You wouldn’t dog me like this,” Spivey was recorded saying.

In the morning, the Special Prosecutor’s Office instructed Winter to take Spivey on a second narcotics run. She is alleged to have immediately agreed, and she was recorded as saying, “I want to buy a condo.”

On Winthrop Avenue, detectives stopped the car and took Winter and Spivey to the IAD building. The Special Prosecutor’s Office offered Spivey a reduced sentence if she would help determine how word of the investigation had leaked. She agreed and headed out with a micro-recorder of her own.

At the same time, Hynes said that the leak left Winter in too much jeopardy to continue. Hynes canceled plans to send Winter and his micro-recorder to a beach party with a new group of suspected cops.

That night, Brian reported for duty and heard that an IAD investigator had returned Winter’s portable radio to the stationhouse. Brian immediately checked the stationhouse log and saw a notation by the names Winter and Magno.

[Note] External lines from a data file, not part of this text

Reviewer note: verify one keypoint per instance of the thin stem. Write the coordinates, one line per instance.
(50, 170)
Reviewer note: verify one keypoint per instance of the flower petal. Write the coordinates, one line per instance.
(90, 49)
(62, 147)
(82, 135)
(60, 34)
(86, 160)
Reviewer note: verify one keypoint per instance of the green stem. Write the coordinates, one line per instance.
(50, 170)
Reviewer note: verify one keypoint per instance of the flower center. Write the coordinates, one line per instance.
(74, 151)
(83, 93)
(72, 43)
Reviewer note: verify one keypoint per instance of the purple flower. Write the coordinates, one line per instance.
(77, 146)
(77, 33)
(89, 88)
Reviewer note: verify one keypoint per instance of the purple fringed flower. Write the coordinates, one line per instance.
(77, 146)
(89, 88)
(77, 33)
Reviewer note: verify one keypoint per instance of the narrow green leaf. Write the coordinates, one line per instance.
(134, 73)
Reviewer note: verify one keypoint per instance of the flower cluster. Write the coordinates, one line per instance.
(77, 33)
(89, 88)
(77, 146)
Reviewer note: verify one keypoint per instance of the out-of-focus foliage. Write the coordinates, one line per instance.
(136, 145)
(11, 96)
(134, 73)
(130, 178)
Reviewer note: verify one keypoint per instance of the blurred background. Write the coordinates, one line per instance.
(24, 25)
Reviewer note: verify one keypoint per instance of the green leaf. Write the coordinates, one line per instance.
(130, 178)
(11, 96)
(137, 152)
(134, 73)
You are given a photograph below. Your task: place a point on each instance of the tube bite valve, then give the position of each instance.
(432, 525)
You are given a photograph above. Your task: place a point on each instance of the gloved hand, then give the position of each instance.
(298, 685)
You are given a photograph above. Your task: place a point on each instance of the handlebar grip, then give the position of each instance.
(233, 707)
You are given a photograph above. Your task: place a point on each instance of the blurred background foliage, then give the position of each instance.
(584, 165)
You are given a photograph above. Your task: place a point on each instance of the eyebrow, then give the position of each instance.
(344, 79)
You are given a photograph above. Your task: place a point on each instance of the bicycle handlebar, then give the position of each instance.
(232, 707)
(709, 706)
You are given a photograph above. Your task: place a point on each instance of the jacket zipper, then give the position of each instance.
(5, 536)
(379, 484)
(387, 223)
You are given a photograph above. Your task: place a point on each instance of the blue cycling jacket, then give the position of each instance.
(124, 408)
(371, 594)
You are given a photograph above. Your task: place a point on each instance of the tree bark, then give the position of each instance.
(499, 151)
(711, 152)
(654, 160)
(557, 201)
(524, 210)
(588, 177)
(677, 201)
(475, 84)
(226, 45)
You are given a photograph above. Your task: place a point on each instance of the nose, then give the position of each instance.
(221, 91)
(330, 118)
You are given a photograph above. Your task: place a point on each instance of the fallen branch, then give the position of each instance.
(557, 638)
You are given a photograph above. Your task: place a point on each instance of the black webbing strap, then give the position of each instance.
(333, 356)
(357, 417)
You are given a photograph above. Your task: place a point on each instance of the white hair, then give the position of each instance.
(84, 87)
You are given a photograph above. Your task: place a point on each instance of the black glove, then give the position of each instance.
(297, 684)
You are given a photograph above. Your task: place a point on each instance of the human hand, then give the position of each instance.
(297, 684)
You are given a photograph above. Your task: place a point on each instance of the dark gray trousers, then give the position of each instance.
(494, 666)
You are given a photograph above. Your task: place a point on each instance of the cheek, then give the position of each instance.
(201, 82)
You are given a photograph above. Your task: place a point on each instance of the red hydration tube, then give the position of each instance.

“It said, ‘Transferred to IAD,’” Brian later remembered.

In the back, Brian checked Winter’s locker. The IAD investigators had cut off the lock. They had carried away everything except for a single brass collar device bearing the numerals “77.”

On Saturday, September 20, Brian drove to Winter’s white frame house in Valley Stream. He did not see Winter’s car, and he went to a tag sale. He called Cathy from a pay phone to say he had found an eyelet-edged sheet set. She told him $10 was a good price, and he hurried back, only to find the set had been sold.

On a second swing by the white frame house, Brian saw a woman he recognized from pictures as Winter’s wife. He later recalled, “She looked like she had been through a war. I said, ‘I’m Brian.’ She said, ‘He’s not here and I gotta go.’ ”

As Brian began to pull away, he saw Winter drive up with some relatives. Brian later remembered, “I said, ‘Hank, how are you doing?’ He said, ‘Hey, buddy boy.’ He has a big smile on his face and he says, ‘I’ll see you later.’”

Brian returned to his apartment in Rockaway. The owner of the house in Rockville Centre called to accept Brian’s latest offer. Gallagher also telephoned and warned Brian to stay away from Winter. Brian went to Gallagher’s house in Marine Park and found his partner sitting in the dining room.

“I said, ‘What’s the problem? What’s going on?’” Brian later recalled. “He said, ‘I told my wife everything.’ I said, ‘Everything?’ He said, ‘Yeah. We could be in big trouble.’”

That Monday, Crystal Spivey appeared at the Special Prosecutor’s Office and said she would continue to wear a wire only if Hynes guaranteed her probation. Hynes said she would have to do at least a one- to three-year term. She balked, and Hynes canceled the deal.

On Tuesday morning, Chief John Guido of IAD decided he could not risk having a noncooperating Spivey tip off other officers. He reached for a folder on his desk that contained the names of thirteen targeted cops.

“Take them! Take them!” Guido was reported to have said.

Rathbun was processing a prisoner at Central Booking when he called his wife and learned that he had been suspended. Another cop was waiting with his fiancée to be seated at a restaurant when the news came over the television in the bar. Brian first understood that something had happened when his friend Patricia Cuti telephoned.

“Pat said, ‘What’s the matter, what’s going on at the precinct?’ ” Brian later recalled. “She said, ‘Turn to Channel 4.’”

When he flicked on the television, Brian heard himself named as one of the thirteen cops who had been suspended. The others included a sergeant who was often the sole supervisor of Brian’s shift in the field. Brian called the sergeant to break the news.

“I had to tell him five times. He wouldn’t believe it,” Brian later remembered.

Later that day, Brian drove to the stationhouse and went through a side door to avoid the crowd of reporters out front. An IAD investigator instructed him to surrender his guns, identification card, and gas card. The investigator followed him to his locker.

“I guess they’re afraid you’re going to blow your brains out,” Brian later said.

As he emptied his locker, Brian paused to write the single word “suspended” in his memo book. He then turned over what was required to the investigator and headed out past the front desk.

“I can remember who was standing where and what they were wearing,” Brian later said. “I remember everything in great detail, but after I left the precinct I don’t know where I went. I can’t figure out where I went.”